Making good use of the English Heritage ‘Pensioners’ Membership that my 2 daughters very kindly got me & my missus for a Christmas prezzie – I stepped out into the grey, rainy and cold London air yesterday, to create a sort of ‘mini blog’ for my London Shoes website – in search of a couple of little known landmarks that are tucked away between the Houses of Parliament & Westminster Abbey – that, although often overlooked, are in fact a precious part of London and English history.
The historic buildings in question are the “Jewel Tower” and “Chapter House”
The ‘Jewel Tower’ was built in 1365 for the sole purpose of storing King Edward III’s treasures and personal possessions – and it used to be known as the ‘King’s Privy Wardrobe’.
The tower itself is a three-storey, stone building, which was once protected by a moat linked to the River Thames.
From the end of the 16th century right up to the early 1800’s, the House of Lords used the tower to store its parliamentary records.
In 1869 the Jewel Tower was taken over by the newly formed ‘Standard Weights and Measures Department’, who used it for storing and testing official ‘imperial’ weights and measures, right up until 1938 when the increasing London traffic made the place unsuitable for the type of ‘precision’ work required. However, the original weights and measures equipment and instruments remain on display for public viewing.
The Jewel Tower is now maintained by the English Heritage and receives about 30,000 visitors per year.

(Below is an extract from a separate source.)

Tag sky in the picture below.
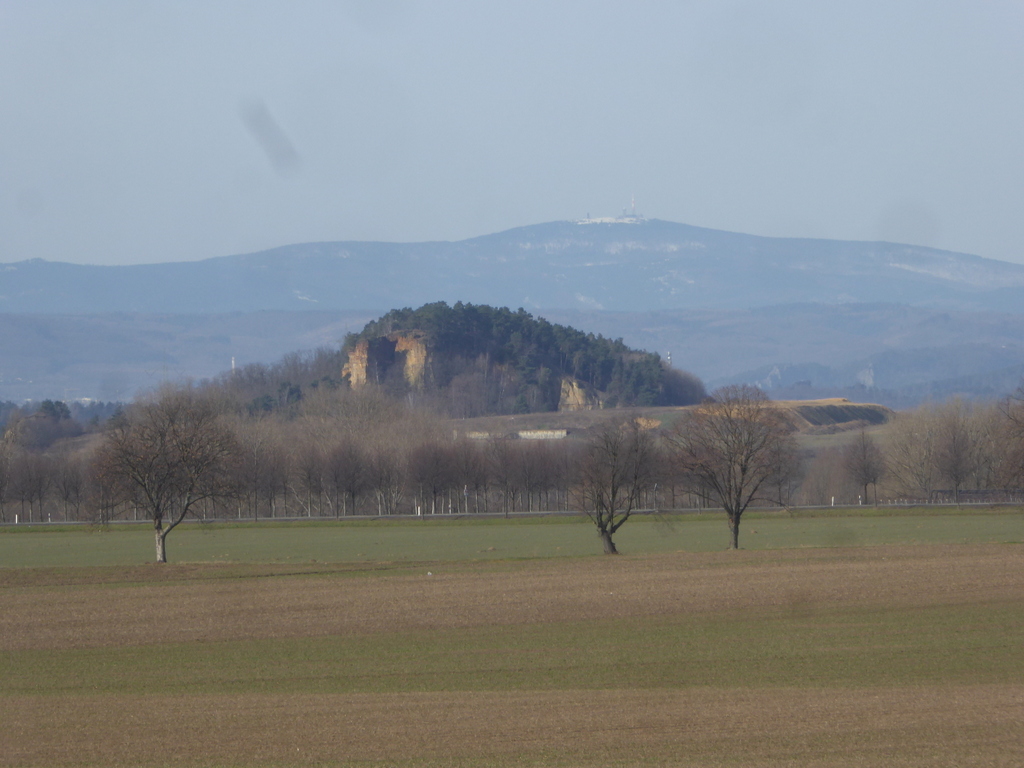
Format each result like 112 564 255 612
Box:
0 0 1024 264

Chapter House & the Pyx Chamber:
The original Chapter House was built around 1050, as a sort of annex building of Westminster Abbey.
It is an octagonal shaped building within the grounds of Westminster Abbey, that is noted for its magnificent windows, sculptures, old paintings, an architectural ceiling, medieval tiles and very old ‘doors’.

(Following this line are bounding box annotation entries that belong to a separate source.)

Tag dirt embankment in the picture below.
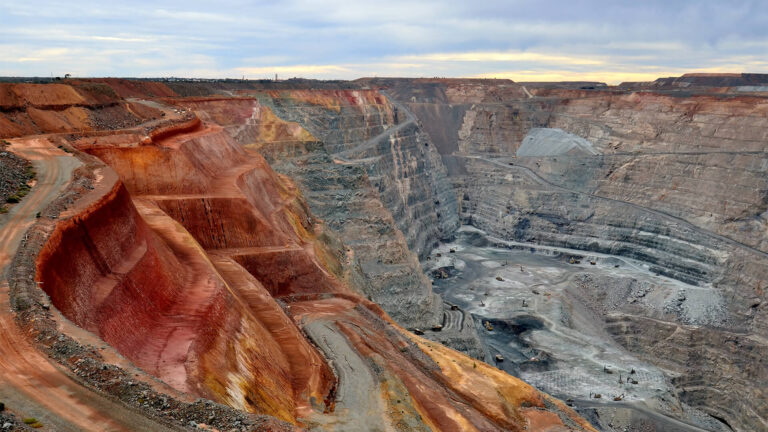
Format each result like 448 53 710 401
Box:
4 82 591 430
0 79 176 138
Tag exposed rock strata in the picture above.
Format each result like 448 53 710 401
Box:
380 80 768 430
0 79 592 430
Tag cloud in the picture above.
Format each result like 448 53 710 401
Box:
0 0 768 82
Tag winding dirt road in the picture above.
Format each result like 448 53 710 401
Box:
0 137 176 431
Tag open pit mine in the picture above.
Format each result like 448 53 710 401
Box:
0 74 768 432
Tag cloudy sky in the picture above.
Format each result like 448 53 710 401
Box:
0 0 768 83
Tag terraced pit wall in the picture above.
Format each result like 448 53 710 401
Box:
376 79 768 431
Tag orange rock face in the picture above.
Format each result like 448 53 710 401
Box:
25 83 592 431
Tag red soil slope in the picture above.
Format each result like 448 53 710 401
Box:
27 85 591 430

It was rebuilt by royal masons in 1253 and used as a meeting place for monks working out of the Abbey, and other dignitaries.
An oak door within the cloisters of the Chapter House has been identified as the oldest in Britain. The door was reused from the original building and is said to be covered with a cow’s hide.

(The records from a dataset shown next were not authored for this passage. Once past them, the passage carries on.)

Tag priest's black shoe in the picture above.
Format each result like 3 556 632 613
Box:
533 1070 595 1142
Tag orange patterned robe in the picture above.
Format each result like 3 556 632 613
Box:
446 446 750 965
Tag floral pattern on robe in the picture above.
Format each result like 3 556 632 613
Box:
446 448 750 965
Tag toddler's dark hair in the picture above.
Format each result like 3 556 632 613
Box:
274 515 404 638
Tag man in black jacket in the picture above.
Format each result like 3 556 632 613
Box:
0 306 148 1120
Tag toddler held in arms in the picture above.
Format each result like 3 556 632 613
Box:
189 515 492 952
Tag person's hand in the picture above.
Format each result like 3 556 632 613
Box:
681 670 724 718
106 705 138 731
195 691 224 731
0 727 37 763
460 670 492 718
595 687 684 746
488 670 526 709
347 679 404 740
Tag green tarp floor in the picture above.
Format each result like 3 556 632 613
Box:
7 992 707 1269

Chapter House was also used for the earliest meetings of Parliament, from the 1270s through to 1395.
Within the Chapter House cloisters is ‘Pyx Chamber’ – a room whose origins also date back to the 11th Century – when it was used as a secure storage room for the monastery and the Royals, for their jewels and precious possessions.
Within Pyx Chamber there are large circular shaped wooden chests from the 15th Century that were made specifically to store the capes and cloaks that were worn by the monks at that time.
Within Chapter House and Pyx Chamber are the cloisters, where monks would exercise and meditate.
The walls of the cloister are filled with historic memorials, including many to military regiments and civil servants.
Chapter House, Pyx Chamber and its Cloisters are Grade I listed structures – and hopefully will be there for many centuries to come.
On the way back home, I popped into The Lord Moon on the Mall pub, nearby in Whitehall – to dry out and warm myself up, and have a quick ‘cheeky’ beer and a plate of chips.
All in all, both the Jewel Tower and Chapter House are an interesting aspect of London’s history and well worth a visit.